1. Introduction and Background

Atomically thin 2D layered van der Waals (vdW) semiconductors with high carrier mobility and tunable band gap energy hold promise for next‐generation nanoscale electronics and optoelectronics. In particular, InSe has attracted significant research interest.^{[ 1} , ² , ³ , ⁴ , ⁵ , ⁶ , ^{7 ]} Amongst the 2D layered semiconductors, it exhibits the highest room‐temperature electron mobility (≈10³ cm² V⁻¹ s⁻¹).^{[ 6} , ⁷ , ^{8 ]} This arises from the relatively small effective mass of the conduction band (CB) electrons and dispersive In‐s antibonding CB states.^{[ 9 ]} Also, it has a direct band gap of ≈1.25 eV in the bulk form,^{[ 10 ]} which increases by nearly 1 eV in monolayer InSe (2.1 eV)^{[ 11 ]} due to the cooperative effects of quantum confinement and interlayer coupling.^{[ 4} , ¹² , ¹³ , ¹⁴ , ¹⁵ , ^{16 ]} Despite its weak optical emission in thin layers^{[ 11} , ^{12 ]} and the low hole mobility,^{[ 1 ]} InSe has already found promising applications in field‐effect transistors,^{[ 1} , ^{7 ]} photodetectors,^{[ 3} , ¹⁷ , ^{18 ]} and image sensors.^{[ 19 ]}

Through mechanical exfoliation^{[ 3} , ^{12 ]} and epitaxial growth^{[ 20 ]} approaches, high‐quality InSe layers can be fabricated.

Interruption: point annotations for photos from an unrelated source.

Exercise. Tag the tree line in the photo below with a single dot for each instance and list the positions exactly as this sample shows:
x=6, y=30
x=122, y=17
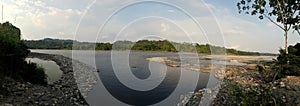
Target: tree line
x=141, y=45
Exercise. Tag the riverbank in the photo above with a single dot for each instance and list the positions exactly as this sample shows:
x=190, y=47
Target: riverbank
x=243, y=85
x=65, y=91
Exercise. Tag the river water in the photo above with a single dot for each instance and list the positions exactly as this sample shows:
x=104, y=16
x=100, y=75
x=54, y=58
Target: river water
x=128, y=78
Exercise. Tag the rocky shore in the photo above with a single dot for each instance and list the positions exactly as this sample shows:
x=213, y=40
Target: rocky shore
x=247, y=85
x=66, y=91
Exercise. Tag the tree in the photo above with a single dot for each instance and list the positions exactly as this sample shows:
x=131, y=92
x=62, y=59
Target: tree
x=282, y=13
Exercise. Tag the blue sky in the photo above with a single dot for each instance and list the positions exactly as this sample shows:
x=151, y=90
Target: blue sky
x=202, y=21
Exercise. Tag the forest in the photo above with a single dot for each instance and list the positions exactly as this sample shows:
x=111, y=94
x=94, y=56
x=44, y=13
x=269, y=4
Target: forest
x=141, y=45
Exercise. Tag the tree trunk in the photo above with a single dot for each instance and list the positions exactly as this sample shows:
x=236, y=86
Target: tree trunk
x=286, y=43
x=286, y=47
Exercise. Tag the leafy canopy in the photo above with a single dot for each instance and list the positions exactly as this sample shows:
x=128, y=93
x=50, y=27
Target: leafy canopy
x=285, y=12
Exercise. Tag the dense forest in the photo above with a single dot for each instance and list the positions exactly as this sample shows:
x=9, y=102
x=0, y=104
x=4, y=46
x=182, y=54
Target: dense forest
x=13, y=52
x=141, y=45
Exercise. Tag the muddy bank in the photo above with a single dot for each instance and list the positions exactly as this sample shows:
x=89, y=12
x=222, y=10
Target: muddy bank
x=66, y=91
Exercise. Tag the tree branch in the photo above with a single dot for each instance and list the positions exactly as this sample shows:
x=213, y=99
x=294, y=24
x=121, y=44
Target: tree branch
x=274, y=22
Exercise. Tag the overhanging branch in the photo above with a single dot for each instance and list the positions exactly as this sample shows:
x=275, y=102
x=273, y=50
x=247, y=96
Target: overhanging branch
x=274, y=22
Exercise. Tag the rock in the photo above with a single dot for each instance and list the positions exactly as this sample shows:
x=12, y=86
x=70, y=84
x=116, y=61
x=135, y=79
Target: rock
x=282, y=85
x=296, y=88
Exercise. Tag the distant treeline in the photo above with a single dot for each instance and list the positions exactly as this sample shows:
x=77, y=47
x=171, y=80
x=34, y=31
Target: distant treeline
x=141, y=45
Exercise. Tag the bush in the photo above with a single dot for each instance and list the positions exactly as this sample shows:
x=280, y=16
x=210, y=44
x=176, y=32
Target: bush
x=288, y=64
x=252, y=96
x=13, y=52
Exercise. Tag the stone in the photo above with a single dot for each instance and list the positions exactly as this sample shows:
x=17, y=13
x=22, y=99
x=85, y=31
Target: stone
x=296, y=88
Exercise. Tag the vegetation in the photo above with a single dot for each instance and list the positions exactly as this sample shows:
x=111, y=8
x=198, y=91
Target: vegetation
x=283, y=13
x=291, y=68
x=142, y=45
x=252, y=97
x=13, y=52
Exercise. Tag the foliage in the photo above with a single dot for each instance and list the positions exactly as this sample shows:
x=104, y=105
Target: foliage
x=142, y=45
x=13, y=52
x=253, y=96
x=283, y=13
x=293, y=65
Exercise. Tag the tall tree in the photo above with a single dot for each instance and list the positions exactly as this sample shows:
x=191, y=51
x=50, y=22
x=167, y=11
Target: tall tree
x=283, y=13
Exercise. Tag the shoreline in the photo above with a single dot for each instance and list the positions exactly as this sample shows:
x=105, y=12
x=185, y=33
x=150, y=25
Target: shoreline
x=66, y=91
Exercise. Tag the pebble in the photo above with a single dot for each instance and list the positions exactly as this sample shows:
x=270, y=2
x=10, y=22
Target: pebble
x=25, y=93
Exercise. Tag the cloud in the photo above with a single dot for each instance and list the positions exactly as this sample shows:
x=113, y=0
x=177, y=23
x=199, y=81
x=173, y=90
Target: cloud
x=38, y=20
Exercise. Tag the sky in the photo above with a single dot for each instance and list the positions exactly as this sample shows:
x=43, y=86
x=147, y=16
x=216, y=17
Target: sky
x=216, y=22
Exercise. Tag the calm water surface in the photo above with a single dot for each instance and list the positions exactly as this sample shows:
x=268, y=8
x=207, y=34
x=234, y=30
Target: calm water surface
x=130, y=78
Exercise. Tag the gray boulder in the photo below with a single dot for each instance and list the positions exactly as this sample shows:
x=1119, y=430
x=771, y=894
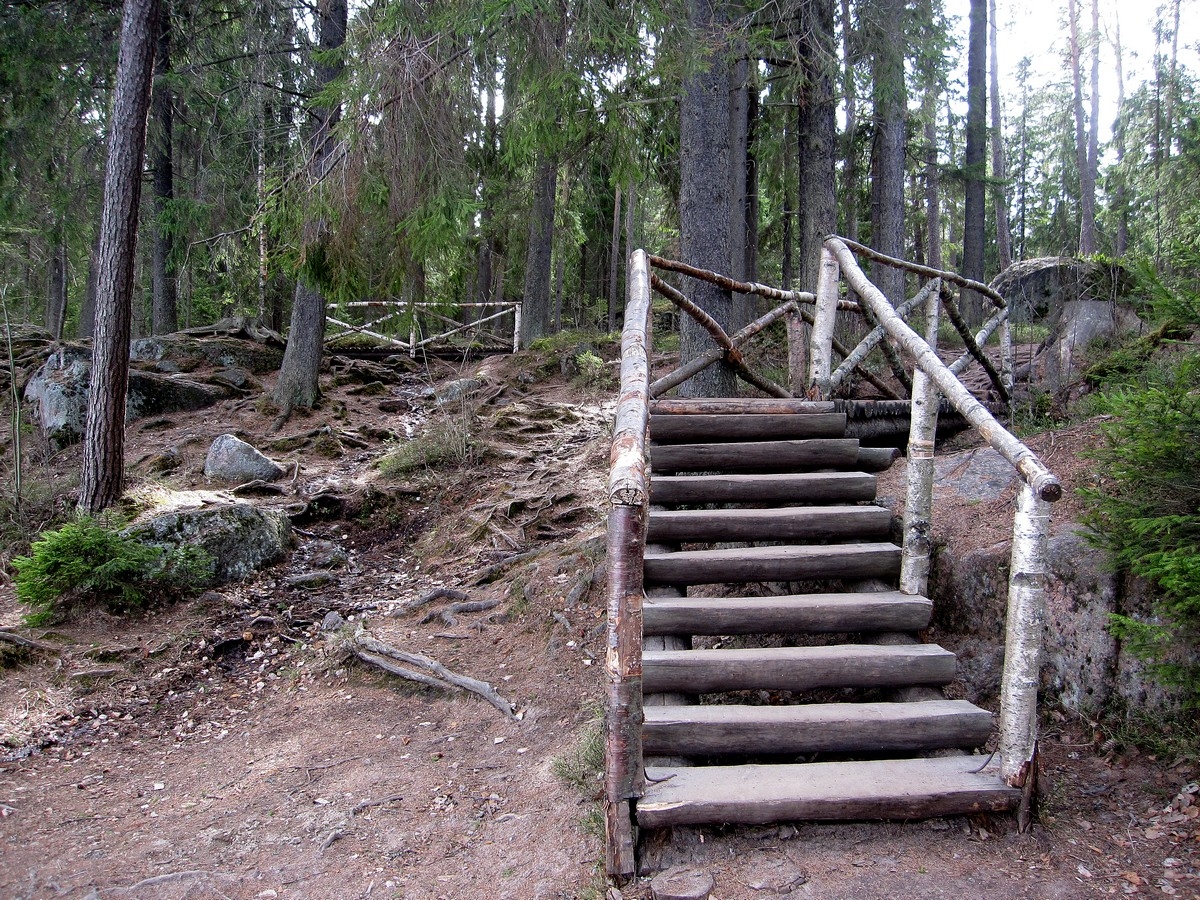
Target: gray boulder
x=233, y=460
x=58, y=393
x=240, y=539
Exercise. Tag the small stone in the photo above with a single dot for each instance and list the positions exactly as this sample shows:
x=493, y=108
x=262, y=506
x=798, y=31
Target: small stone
x=682, y=883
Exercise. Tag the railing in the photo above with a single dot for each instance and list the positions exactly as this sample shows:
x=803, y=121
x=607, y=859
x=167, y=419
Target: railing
x=629, y=480
x=421, y=316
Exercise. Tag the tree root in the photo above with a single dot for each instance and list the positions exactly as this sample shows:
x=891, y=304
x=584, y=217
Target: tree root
x=424, y=670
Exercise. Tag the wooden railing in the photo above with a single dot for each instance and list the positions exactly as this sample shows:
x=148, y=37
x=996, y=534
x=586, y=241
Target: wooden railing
x=423, y=322
x=629, y=478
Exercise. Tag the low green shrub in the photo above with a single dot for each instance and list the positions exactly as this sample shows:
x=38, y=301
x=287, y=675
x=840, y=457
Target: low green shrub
x=87, y=562
x=1146, y=515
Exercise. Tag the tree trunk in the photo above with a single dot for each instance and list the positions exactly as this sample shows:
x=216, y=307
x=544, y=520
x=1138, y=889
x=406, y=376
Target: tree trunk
x=539, y=253
x=1086, y=192
x=999, y=174
x=1120, y=199
x=103, y=450
x=888, y=148
x=163, y=318
x=816, y=129
x=975, y=155
x=705, y=193
x=299, y=376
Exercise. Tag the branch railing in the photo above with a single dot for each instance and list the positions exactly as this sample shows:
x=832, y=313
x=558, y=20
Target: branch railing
x=629, y=480
x=415, y=312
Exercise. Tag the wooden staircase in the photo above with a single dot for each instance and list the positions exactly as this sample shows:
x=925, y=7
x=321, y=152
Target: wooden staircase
x=862, y=733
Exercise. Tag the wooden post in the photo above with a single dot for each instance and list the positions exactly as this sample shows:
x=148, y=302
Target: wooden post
x=918, y=508
x=821, y=353
x=1023, y=641
x=629, y=496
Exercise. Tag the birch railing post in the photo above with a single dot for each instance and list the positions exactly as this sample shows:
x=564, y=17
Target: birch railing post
x=821, y=353
x=1023, y=648
x=628, y=496
x=918, y=505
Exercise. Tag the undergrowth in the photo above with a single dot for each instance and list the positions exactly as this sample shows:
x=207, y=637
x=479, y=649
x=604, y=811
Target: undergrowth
x=90, y=563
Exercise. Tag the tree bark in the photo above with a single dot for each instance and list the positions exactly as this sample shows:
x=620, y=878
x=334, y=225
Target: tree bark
x=705, y=192
x=816, y=211
x=163, y=316
x=999, y=173
x=975, y=155
x=537, y=307
x=888, y=147
x=103, y=450
x=299, y=376
x=1086, y=192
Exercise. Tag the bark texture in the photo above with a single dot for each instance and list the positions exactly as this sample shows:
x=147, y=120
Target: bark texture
x=103, y=450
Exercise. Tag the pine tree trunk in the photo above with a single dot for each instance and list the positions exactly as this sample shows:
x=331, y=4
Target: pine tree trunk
x=299, y=375
x=816, y=210
x=705, y=192
x=888, y=148
x=975, y=159
x=999, y=174
x=163, y=317
x=539, y=253
x=103, y=450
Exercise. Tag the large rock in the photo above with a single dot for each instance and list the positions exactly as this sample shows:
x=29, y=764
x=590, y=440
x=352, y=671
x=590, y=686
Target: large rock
x=233, y=460
x=240, y=538
x=59, y=395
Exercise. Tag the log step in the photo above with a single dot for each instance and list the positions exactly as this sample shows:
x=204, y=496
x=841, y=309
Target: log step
x=793, y=487
x=814, y=727
x=681, y=429
x=796, y=613
x=796, y=669
x=756, y=456
x=786, y=563
x=792, y=523
x=825, y=791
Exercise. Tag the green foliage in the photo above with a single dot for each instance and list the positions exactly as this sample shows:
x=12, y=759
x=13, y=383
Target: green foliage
x=1146, y=514
x=89, y=562
x=448, y=442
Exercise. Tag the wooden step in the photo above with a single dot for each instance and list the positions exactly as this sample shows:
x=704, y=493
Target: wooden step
x=772, y=487
x=796, y=669
x=790, y=523
x=679, y=429
x=823, y=791
x=795, y=613
x=756, y=455
x=785, y=563
x=741, y=406
x=814, y=727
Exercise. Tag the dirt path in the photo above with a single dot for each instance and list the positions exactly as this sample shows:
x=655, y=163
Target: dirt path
x=225, y=748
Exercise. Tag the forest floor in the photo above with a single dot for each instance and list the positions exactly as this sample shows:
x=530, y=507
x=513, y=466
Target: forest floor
x=226, y=747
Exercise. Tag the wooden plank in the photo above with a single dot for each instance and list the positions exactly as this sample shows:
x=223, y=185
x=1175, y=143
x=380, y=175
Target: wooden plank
x=813, y=613
x=796, y=669
x=756, y=456
x=877, y=459
x=786, y=563
x=768, y=487
x=735, y=406
x=815, y=727
x=676, y=429
x=775, y=525
x=826, y=791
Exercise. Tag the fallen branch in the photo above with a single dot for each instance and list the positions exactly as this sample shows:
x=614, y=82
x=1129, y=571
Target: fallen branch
x=425, y=670
x=436, y=594
x=447, y=613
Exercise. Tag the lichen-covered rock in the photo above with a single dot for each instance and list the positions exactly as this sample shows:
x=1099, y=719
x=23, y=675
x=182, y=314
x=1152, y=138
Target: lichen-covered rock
x=240, y=538
x=59, y=395
x=233, y=460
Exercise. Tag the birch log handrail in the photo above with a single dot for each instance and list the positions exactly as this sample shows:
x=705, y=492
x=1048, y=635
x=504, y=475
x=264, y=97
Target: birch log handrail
x=1032, y=471
x=918, y=269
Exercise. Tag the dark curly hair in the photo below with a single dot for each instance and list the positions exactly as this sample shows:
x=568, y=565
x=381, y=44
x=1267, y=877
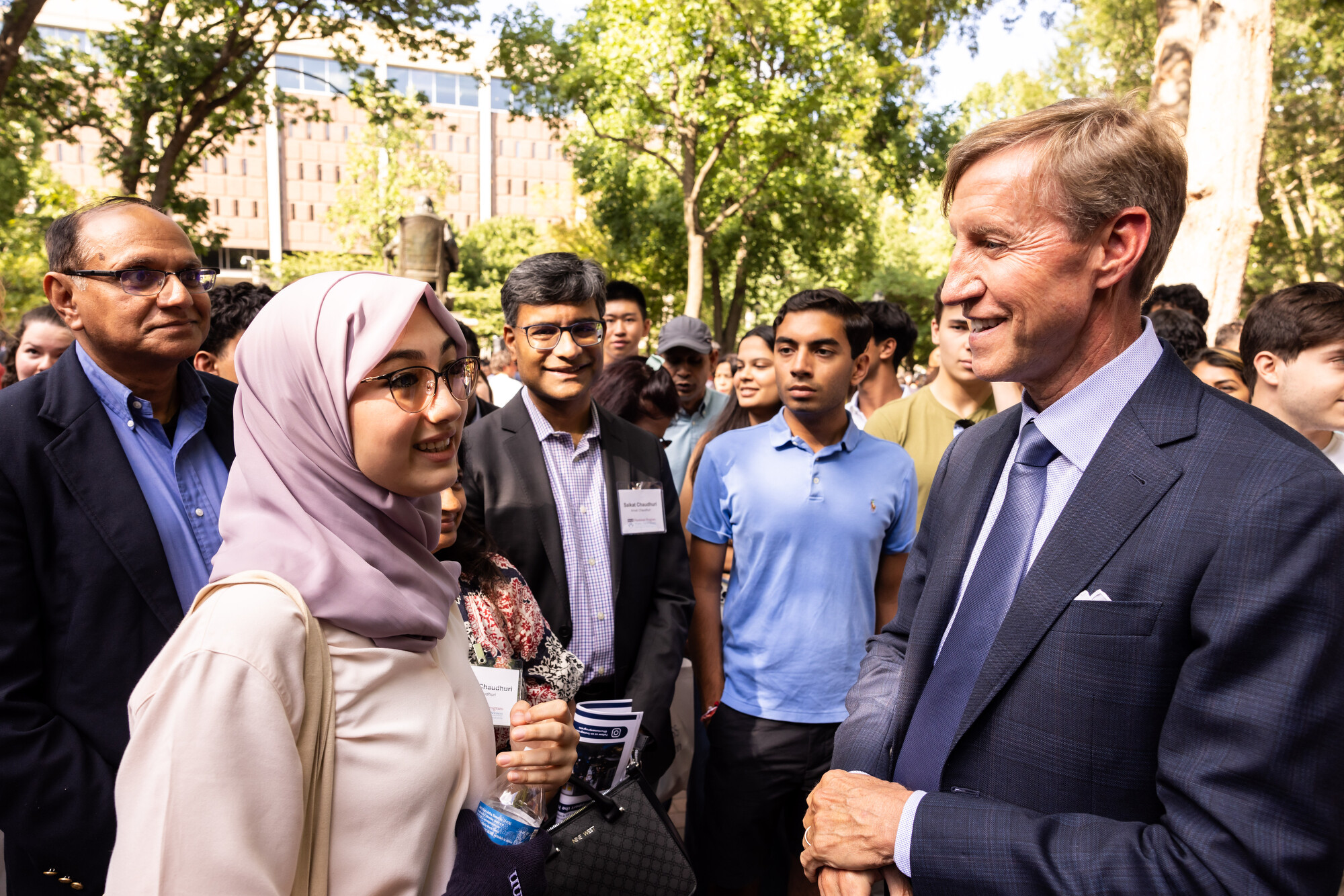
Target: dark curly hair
x=474, y=545
x=232, y=311
x=631, y=389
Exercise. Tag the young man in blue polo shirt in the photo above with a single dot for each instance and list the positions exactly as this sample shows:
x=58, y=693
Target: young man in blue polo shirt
x=821, y=517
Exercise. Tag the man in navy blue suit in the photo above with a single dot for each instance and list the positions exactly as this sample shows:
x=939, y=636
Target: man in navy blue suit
x=1118, y=666
x=112, y=469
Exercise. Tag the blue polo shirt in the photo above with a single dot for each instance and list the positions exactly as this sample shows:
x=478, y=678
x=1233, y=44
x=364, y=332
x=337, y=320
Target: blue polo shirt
x=808, y=531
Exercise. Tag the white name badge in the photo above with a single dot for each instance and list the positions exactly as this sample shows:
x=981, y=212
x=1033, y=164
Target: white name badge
x=642, y=511
x=502, y=688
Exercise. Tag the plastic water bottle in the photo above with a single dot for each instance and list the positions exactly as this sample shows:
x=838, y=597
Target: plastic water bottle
x=511, y=815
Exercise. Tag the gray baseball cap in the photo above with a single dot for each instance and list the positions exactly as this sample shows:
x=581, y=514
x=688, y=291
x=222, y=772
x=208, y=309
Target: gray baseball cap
x=685, y=332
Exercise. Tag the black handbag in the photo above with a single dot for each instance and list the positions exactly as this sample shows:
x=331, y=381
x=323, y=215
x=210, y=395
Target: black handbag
x=620, y=844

To date, three bulk polymorphs (i.e., β, γ, and ε phases) were reported,^{[ 1} , ⁷ , ¹⁸ , ²¹ , ²² , ^{23 ]} which represent different stacking patterns of the common D _3h monolayer structure. In the monolayer In‐ and Se‐atoms are arranged in the sequence of [Se–In–In–Se], forming a graphene‐like honeycomb lattice but without inversion symmetry, in which vertically aligned In–Se atomic pairs occupy different sublattice sites. It is known that many 2D materials possess different structures of the monolayer, such as graphene and graphdiyne allotropes of monolayer carbon,^{[ 24} , ^{25 ]} trigonal prismatic (2H) and octahedral (1T) monolayers of transition metal dichacolcogenides,^{[ 26} , ^{27 ]} black phosphorene and blue phosphorene of monolayer phosphorus.^{[ 28} , ^{29 ]} Different monolayer structures endow 2D materials with variable properties useful for different applications. For example, the 2H‐monolayer derived phases of MoS₂ are promising semiconductors for electronic and optoelectronic devices,^{[ 30} , ³¹ , ³² , ³³ , ³⁴ , ³⁵ , ^{36 ]} whereas the 1T‐monolayer derived phases are conductive metals for electrocatalytic^{[ 37} , ^{38 ]} and energy storage^{[ 27 ]} applications. The polymorphic nature of the monolayers is clearly an enticing feature of many 2D materials. However, to date, only the D _3h monolayer structure was reported for InSe.^{[ 1} , ² , ³ , ⁴ , ⁵ , ⁶ , ⁷ , ⁸ , ⁹ , ¹⁰ , ¹¹ , ¹² , ¹⁷ , ¹⁸ , ¹⁹ , ²⁰ , ²¹ , ²² , ^{23 ]} Thus, it may be worthwhile to explore the existence of other InSe monolayers with potentially emergent properties.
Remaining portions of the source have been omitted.